In the last few years, the boundaries of where and how we play PC games have been rapidly dissolving. The Steam Deck proved that you don’t need a desktop tower to enjoy your favorite Steam library and now, projects like Proton and FEX are taking that idea one step further, bringing Windows gaming even to ARM-based Android devices.
Steam’s Breakthrough: Running Windows Games on Linux
When Valve launched the Steam Deck, it didn’t just create a new handheld console, it introduced a paradigm shift. The Steam Deck runs SteamOS, a Linux-based operating system. But since most PC games are designed for Windows, Valve needed a way to make them compatible without asking every developer to port their game to Linux.
The solution came in the form of an API translation layer called Proton (often confused with “Photon”), a compatibility tool built on top of Wine and DXVK.
Here’s how it works:
- Windows games use Microsoft’s DirectX graphics APIs.
- Linux, however, uses Vulkan or OpenGL.
- Proton intercepts DirectX calls and translates them in real time to Vulkan, a low-overhead, cross-platform graphics API that runs natively on Linux.
The result is astonishingly efficient. Because the Steam Deck uses the same CPU architecture (x86-64) as a Windows PC, no instruction-level translation is required, only the API layer. That’s why games can run almost at native speeds, with some titles even performing better on SteamOS than on Windows.
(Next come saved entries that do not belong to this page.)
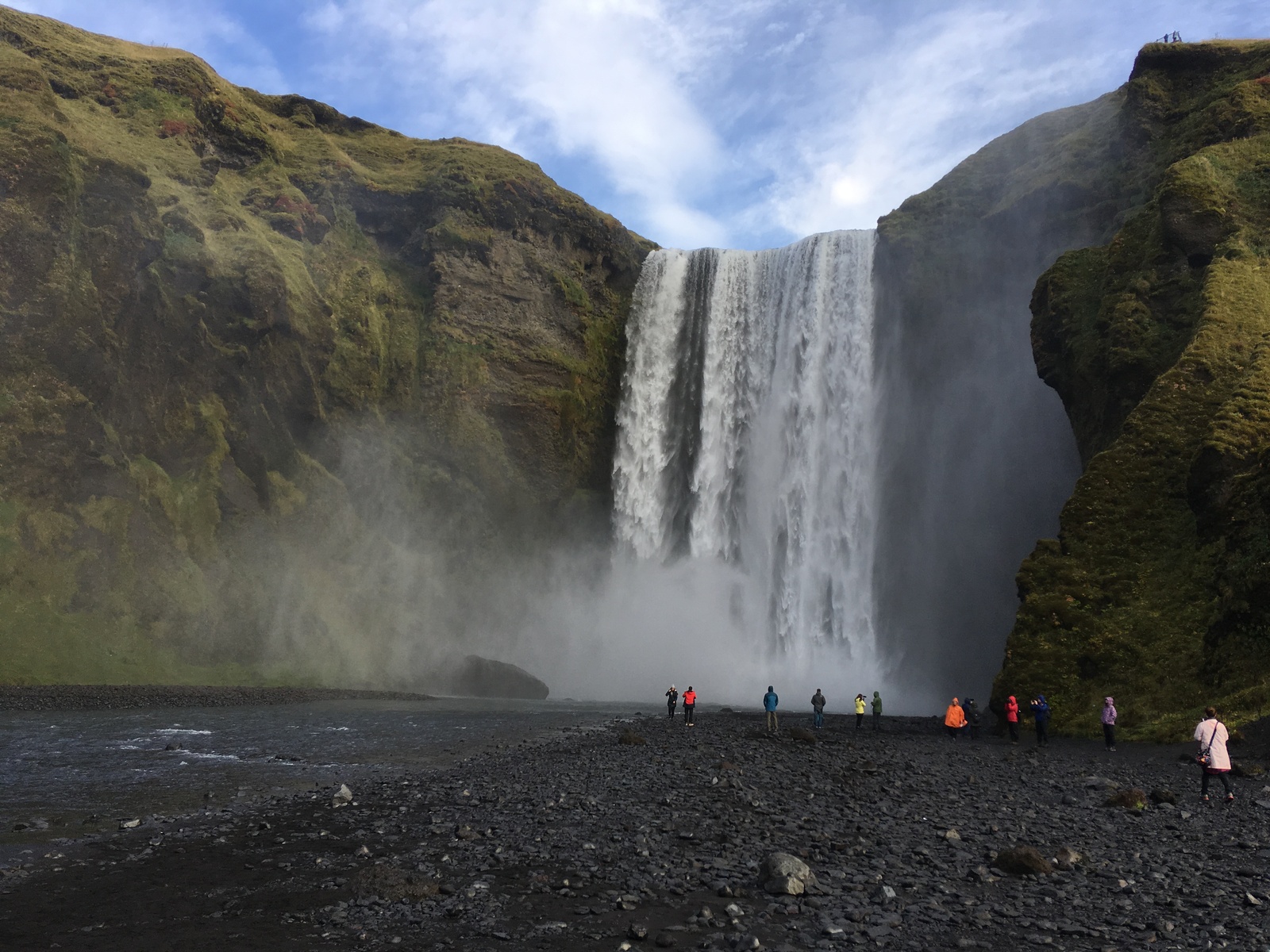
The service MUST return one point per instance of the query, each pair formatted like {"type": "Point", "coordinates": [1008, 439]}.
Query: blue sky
{"type": "Point", "coordinates": [746, 124]}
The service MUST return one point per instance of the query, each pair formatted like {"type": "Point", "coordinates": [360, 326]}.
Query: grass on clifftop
{"type": "Point", "coordinates": [1157, 344]}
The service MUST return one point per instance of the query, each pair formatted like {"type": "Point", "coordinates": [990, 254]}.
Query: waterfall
{"type": "Point", "coordinates": [746, 431]}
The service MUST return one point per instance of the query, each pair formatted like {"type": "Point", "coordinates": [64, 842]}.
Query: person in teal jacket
{"type": "Point", "coordinates": [770, 702]}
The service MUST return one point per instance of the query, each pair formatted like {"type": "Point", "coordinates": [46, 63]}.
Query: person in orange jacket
{"type": "Point", "coordinates": [954, 719]}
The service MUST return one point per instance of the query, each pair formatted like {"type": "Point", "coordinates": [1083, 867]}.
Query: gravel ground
{"type": "Point", "coordinates": [108, 697]}
{"type": "Point", "coordinates": [583, 842]}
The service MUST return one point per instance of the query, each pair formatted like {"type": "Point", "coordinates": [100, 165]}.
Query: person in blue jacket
{"type": "Point", "coordinates": [1041, 714]}
{"type": "Point", "coordinates": [770, 702]}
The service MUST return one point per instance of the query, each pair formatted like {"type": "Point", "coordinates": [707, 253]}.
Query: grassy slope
{"type": "Point", "coordinates": [203, 292]}
{"type": "Point", "coordinates": [1155, 590]}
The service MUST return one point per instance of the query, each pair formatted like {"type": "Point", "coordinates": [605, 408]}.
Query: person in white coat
{"type": "Point", "coordinates": [1214, 759]}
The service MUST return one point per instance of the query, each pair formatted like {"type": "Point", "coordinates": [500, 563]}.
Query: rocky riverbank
{"type": "Point", "coordinates": [114, 697]}
{"type": "Point", "coordinates": [641, 833]}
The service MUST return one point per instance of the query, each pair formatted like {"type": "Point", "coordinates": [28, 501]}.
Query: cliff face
{"type": "Point", "coordinates": [241, 336]}
{"type": "Point", "coordinates": [1157, 588]}
{"type": "Point", "coordinates": [977, 455]}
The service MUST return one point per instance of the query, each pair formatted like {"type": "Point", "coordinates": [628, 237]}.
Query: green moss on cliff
{"type": "Point", "coordinates": [1155, 342]}
{"type": "Point", "coordinates": [207, 296]}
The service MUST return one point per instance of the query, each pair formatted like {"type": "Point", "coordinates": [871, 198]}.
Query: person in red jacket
{"type": "Point", "coordinates": [1013, 719]}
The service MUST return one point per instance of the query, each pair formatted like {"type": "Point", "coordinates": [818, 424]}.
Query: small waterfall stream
{"type": "Point", "coordinates": [746, 432]}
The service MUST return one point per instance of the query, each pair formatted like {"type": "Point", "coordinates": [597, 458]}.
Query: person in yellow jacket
{"type": "Point", "coordinates": [954, 719]}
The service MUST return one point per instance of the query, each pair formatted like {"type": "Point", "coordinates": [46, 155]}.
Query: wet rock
{"type": "Point", "coordinates": [393, 884]}
{"type": "Point", "coordinates": [784, 885]}
{"type": "Point", "coordinates": [1066, 858]}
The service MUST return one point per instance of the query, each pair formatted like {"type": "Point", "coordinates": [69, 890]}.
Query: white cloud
{"type": "Point", "coordinates": [205, 29]}
{"type": "Point", "coordinates": [606, 80]}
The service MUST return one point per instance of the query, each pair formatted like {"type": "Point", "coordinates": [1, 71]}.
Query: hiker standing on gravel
{"type": "Point", "coordinates": [770, 702]}
{"type": "Point", "coordinates": [1013, 719]}
{"type": "Point", "coordinates": [1041, 714]}
{"type": "Point", "coordinates": [1213, 759]}
{"type": "Point", "coordinates": [1109, 723]}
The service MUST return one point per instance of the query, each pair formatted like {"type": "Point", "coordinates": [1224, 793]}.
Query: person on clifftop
{"type": "Point", "coordinates": [1213, 759]}
{"type": "Point", "coordinates": [1041, 714]}
{"type": "Point", "coordinates": [1109, 723]}
{"type": "Point", "coordinates": [818, 710]}
{"type": "Point", "coordinates": [1013, 719]}
{"type": "Point", "coordinates": [770, 702]}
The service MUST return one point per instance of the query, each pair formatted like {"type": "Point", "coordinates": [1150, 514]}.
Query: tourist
{"type": "Point", "coordinates": [1213, 759]}
{"type": "Point", "coordinates": [1041, 714]}
{"type": "Point", "coordinates": [1013, 719]}
{"type": "Point", "coordinates": [1109, 723]}
{"type": "Point", "coordinates": [954, 719]}
{"type": "Point", "coordinates": [690, 704]}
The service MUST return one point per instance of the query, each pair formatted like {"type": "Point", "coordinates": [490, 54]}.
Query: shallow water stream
{"type": "Point", "coordinates": [70, 774]}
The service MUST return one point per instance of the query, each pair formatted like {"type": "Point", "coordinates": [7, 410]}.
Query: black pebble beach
{"type": "Point", "coordinates": [647, 835]}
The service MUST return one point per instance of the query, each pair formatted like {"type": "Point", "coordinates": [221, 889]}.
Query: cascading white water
{"type": "Point", "coordinates": [746, 432]}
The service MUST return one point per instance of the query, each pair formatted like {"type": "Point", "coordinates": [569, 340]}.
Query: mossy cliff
{"type": "Point", "coordinates": [228, 323]}
{"type": "Point", "coordinates": [1157, 588]}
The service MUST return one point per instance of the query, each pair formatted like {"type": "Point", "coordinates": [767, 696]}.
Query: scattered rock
{"type": "Point", "coordinates": [1022, 861]}
{"type": "Point", "coordinates": [884, 895]}
{"type": "Point", "coordinates": [393, 884]}
{"type": "Point", "coordinates": [1067, 858]}
{"type": "Point", "coordinates": [784, 885]}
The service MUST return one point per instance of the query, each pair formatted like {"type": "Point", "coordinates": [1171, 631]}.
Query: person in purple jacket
{"type": "Point", "coordinates": [1109, 723]}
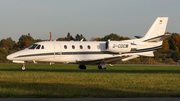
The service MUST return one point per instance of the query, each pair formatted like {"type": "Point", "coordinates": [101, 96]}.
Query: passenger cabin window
{"type": "Point", "coordinates": [32, 46]}
{"type": "Point", "coordinates": [81, 47]}
{"type": "Point", "coordinates": [73, 47]}
{"type": "Point", "coordinates": [65, 47]}
{"type": "Point", "coordinates": [42, 47]}
{"type": "Point", "coordinates": [38, 47]}
{"type": "Point", "coordinates": [89, 47]}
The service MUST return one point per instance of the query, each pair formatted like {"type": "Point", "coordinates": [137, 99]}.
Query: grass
{"type": "Point", "coordinates": [62, 81]}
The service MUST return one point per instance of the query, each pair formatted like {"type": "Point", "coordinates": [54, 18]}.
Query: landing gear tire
{"type": "Point", "coordinates": [100, 67]}
{"type": "Point", "coordinates": [23, 67]}
{"type": "Point", "coordinates": [82, 67]}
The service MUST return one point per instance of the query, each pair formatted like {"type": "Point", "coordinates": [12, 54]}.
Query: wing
{"type": "Point", "coordinates": [97, 61]}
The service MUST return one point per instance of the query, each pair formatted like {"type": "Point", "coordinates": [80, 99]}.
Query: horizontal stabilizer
{"type": "Point", "coordinates": [158, 38]}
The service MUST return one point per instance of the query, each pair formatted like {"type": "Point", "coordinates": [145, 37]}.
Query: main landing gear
{"type": "Point", "coordinates": [23, 67]}
{"type": "Point", "coordinates": [82, 67]}
{"type": "Point", "coordinates": [102, 65]}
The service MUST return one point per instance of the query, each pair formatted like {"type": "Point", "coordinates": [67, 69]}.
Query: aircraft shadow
{"type": "Point", "coordinates": [66, 90]}
{"type": "Point", "coordinates": [95, 71]}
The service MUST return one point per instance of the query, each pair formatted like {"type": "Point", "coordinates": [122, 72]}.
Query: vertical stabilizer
{"type": "Point", "coordinates": [157, 29]}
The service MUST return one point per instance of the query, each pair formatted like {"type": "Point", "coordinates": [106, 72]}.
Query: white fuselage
{"type": "Point", "coordinates": [73, 51]}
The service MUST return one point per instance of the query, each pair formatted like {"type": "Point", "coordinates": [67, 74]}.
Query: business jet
{"type": "Point", "coordinates": [94, 52]}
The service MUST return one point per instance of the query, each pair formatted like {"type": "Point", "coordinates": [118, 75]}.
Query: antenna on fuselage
{"type": "Point", "coordinates": [50, 36]}
{"type": "Point", "coordinates": [82, 39]}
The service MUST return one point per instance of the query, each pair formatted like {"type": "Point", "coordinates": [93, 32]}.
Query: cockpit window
{"type": "Point", "coordinates": [38, 47]}
{"type": "Point", "coordinates": [32, 46]}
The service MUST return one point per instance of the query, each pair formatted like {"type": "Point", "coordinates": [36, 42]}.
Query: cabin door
{"type": "Point", "coordinates": [57, 51]}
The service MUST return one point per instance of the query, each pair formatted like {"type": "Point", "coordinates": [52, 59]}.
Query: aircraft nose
{"type": "Point", "coordinates": [10, 57]}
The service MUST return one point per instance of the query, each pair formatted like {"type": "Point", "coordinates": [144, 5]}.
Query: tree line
{"type": "Point", "coordinates": [168, 53]}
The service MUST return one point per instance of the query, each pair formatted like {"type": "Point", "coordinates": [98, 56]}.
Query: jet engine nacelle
{"type": "Point", "coordinates": [120, 47]}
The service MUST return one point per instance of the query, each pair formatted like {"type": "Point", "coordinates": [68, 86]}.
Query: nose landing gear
{"type": "Point", "coordinates": [82, 67]}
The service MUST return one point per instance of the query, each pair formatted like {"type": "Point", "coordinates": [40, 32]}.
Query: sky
{"type": "Point", "coordinates": [91, 18]}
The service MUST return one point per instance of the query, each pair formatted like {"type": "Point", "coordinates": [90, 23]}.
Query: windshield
{"type": "Point", "coordinates": [32, 46]}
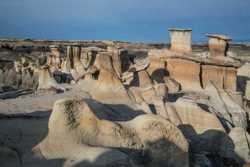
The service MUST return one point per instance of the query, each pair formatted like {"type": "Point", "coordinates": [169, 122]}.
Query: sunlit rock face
{"type": "Point", "coordinates": [181, 40]}
{"type": "Point", "coordinates": [110, 103]}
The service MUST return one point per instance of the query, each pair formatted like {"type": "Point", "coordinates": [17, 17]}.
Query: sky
{"type": "Point", "coordinates": [127, 20]}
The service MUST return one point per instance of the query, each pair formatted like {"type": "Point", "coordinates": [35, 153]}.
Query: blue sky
{"type": "Point", "coordinates": [128, 20]}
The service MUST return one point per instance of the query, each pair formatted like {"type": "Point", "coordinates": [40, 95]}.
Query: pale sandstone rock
{"type": "Point", "coordinates": [181, 40]}
{"type": "Point", "coordinates": [241, 140]}
{"type": "Point", "coordinates": [230, 113]}
{"type": "Point", "coordinates": [218, 44]}
{"type": "Point", "coordinates": [157, 67]}
{"type": "Point", "coordinates": [223, 77]}
{"type": "Point", "coordinates": [73, 124]}
{"type": "Point", "coordinates": [172, 85]}
{"type": "Point", "coordinates": [46, 81]}
{"type": "Point", "coordinates": [186, 72]}
{"type": "Point", "coordinates": [190, 113]}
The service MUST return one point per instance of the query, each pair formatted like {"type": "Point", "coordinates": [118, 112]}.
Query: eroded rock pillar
{"type": "Point", "coordinates": [181, 40]}
{"type": "Point", "coordinates": [218, 44]}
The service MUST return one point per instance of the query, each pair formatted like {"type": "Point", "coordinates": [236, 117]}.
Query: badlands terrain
{"type": "Point", "coordinates": [119, 104]}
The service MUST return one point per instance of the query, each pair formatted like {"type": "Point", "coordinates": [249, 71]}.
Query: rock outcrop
{"type": "Point", "coordinates": [74, 124]}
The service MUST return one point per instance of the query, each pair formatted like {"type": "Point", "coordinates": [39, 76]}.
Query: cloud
{"type": "Point", "coordinates": [99, 18]}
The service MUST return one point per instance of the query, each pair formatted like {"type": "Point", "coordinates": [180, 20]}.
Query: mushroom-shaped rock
{"type": "Point", "coordinates": [46, 81]}
{"type": "Point", "coordinates": [74, 124]}
{"type": "Point", "coordinates": [241, 140]}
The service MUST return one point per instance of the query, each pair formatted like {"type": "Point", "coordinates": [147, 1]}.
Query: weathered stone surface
{"type": "Point", "coordinates": [172, 85]}
{"type": "Point", "coordinates": [192, 115]}
{"type": "Point", "coordinates": [74, 124]}
{"type": "Point", "coordinates": [218, 44]}
{"type": "Point", "coordinates": [241, 140]}
{"type": "Point", "coordinates": [157, 67]}
{"type": "Point", "coordinates": [223, 77]}
{"type": "Point", "coordinates": [181, 40]}
{"type": "Point", "coordinates": [186, 72]}
{"type": "Point", "coordinates": [46, 81]}
{"type": "Point", "coordinates": [230, 113]}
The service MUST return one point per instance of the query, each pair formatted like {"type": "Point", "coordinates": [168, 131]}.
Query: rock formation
{"type": "Point", "coordinates": [181, 40]}
{"type": "Point", "coordinates": [131, 104]}
{"type": "Point", "coordinates": [74, 124]}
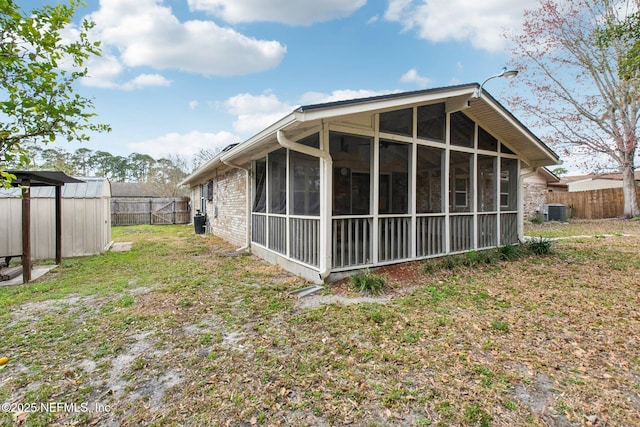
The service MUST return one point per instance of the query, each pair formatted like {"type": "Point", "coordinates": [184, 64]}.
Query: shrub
{"type": "Point", "coordinates": [367, 282]}
{"type": "Point", "coordinates": [540, 246]}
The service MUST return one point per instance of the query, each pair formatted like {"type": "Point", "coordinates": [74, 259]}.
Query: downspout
{"type": "Point", "coordinates": [521, 201]}
{"type": "Point", "coordinates": [247, 202]}
{"type": "Point", "coordinates": [325, 267]}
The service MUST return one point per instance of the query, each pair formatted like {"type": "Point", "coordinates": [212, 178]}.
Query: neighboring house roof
{"type": "Point", "coordinates": [134, 189]}
{"type": "Point", "coordinates": [486, 110]}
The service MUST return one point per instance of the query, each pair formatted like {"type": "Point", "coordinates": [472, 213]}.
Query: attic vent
{"type": "Point", "coordinates": [555, 212]}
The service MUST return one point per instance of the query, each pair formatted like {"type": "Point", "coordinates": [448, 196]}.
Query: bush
{"type": "Point", "coordinates": [508, 252]}
{"type": "Point", "coordinates": [537, 220]}
{"type": "Point", "coordinates": [367, 282]}
{"type": "Point", "coordinates": [540, 246]}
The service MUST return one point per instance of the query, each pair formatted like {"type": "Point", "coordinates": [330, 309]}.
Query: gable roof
{"type": "Point", "coordinates": [485, 110]}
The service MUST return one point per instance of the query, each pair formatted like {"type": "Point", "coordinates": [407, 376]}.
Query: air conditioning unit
{"type": "Point", "coordinates": [555, 212]}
Going One Step Further: Translating x86 to ARM
But what if we wanted to go beyond Linux on x86, say, to run those same games on an ARM-based platform like Android?
That’s where FEX (Fast Emulation eXtension) and similar technologies come in. FEX acts as a CPU translation layer, dynamically converting x86 instructions into ARM instructions on the fly.
This is a much harder problem than translating graphics APIs, because:
- The CPU instruction sets are completely different.
- Code has to be re-interpreted or re-compiled as it runs.
- Performance depends heavily on how efficiently this translation is done.
However, ARM processors, like those in modern smartphones or Apple Silicon Macs, have become so fast and efficient that real-time x86-to-ARM translation is now practical for many use cases, including gaming.
When you combine Proton (API translation) with FEX (architecture translation), you essentially get a full Windows-compatibility stack that can run on ARM Linux or even Android. This means the dream of playing Windows PC games on your phone is no longer science fiction, it’s already here.
Windows Games on Android: Winlator and GameHub
Projects like Winlator are making this vision a reality. Winlator is an Android app that bundles the entire translation pipeline, Wine, Proton-like layers, and FEX-style CPU emulation, inside a mobile-friendly interface. With it, you can install and run many Windows games right on your phone or tablet.
Similarly, GameHub acts as a launcher that connects to your Steam account, letting you browse and launch your library through the compatibility stack. It’s not as seamless as on the Steam Deck yet, but it’s getting there rapidly thanks to the open-source community.
The only real limitation now is hardware performance. While flagship mobile SoCs like Qualcomm’s Snapdragon 8 Gen 3 or Apple’s M-series chips are incredibly powerful, they still can’t match the sustained throughput of a dedicated gaming PC. But here’s the catch, they don’t need to.
A large percentage of Steam’s catalog consists of indie and mid-range games that don’t require cutting-edge graphics or massive CPU budgets. Titles built in Unity, Godot, or older Unreal versions often run beautifully under these emulation layers.
In other words, you might not be playing Cyberpunk 2077 on your phone anytime soon, but Celeste, Hollow Knight, Stardew Valley, Portal or Dead Cells? Those are already well within reach.
The Road Ahead
The combination of Proton and FEX-style emulation represents the next frontier in platform compatibility. As mobile hardware continues to evolve, and as open-source developers refine these translation layers, we’re heading toward a future where your entire Steam library might truly follow you anywhere, no ports, no re-purchases, no compromises.
The Steam Deck proved that PC gaming can leave the desk. Proton, FEX, and projects like Winlator are proving it can leave the house entirely.